Stretching and scaling the fabric
If we apply fabric pictures directly over the product, It will look too flat and most likely will have the wrong overal scale.
So we need to find a way to, Cut, Fold, And stretch the fabric image in order to achieve a closer pattern coverage to the actual product

Solution
To resolve this problem app has 2 shapes for each grid, 1st to indicate the cut of the fabric, 2nd to indicate folding and stretching of the fabric. We'll also enter fabric pattern dimensions into the app at the time of upload, And the app will take the fabric pattern size into it's calculations while rendering.
Adding shadows
If we just cut and paste the fabric image on top of the product image, It will look unrealisticly shaded. We need to apply shadows in order to deal with this problem.
Shadows need to be applied differently on each fabric, Because some fabrics pick slightly less shadows than others. This is another problem to solve

Solution
In the designer app, There is a slider which indicated the amount of shadow to be picked up by the fabric. Higher the amount, more the shadow. We usually set this to highest for most fabrics.
Adding highlights
Some fabrics (Specially velvet fabrics) reflect more light at an angle. Those fabrics look more matte when photographed directly than when photographed on a product. We have a solution to deal with this problem.

Solution
In the designer app, There is a slider control that sets the amount of extra light to be reflected by the fabric.

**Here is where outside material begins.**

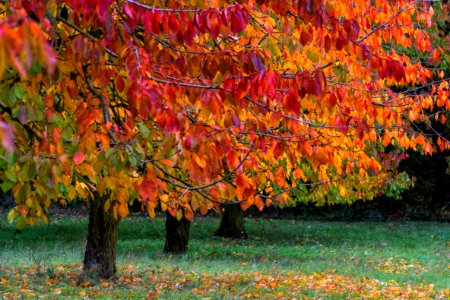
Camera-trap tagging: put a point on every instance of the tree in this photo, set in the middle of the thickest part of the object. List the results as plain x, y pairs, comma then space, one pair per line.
192, 105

We usually set this to around 5% for matte fabrics, 30% for velvet fabrics, and up to 40% for more reflective fabrics.

Ambient light
Some fabrics pick up more of the environment light and less of direct light than other farbrics. In Computer graphics it's called ambient light.
If a fabric is photographed and color corrected using less light than the product is photographed with (Which is most cases.), It'll look more saturated and darker in render than the real product.
Solution
Usually when you use 100% opacity, fabrics appear more saturated and darker in the final render than the actual product. We can't fix the saturation and darkness problems both at the same time by reducing the opacity. However in most cases we can fix one of those two problems and make the other one better just by reducing the opacity of that fabric. If the final render looks significantly off after adjusting all fabric parameters, The fabric image needs to be color corrected and reuploaded.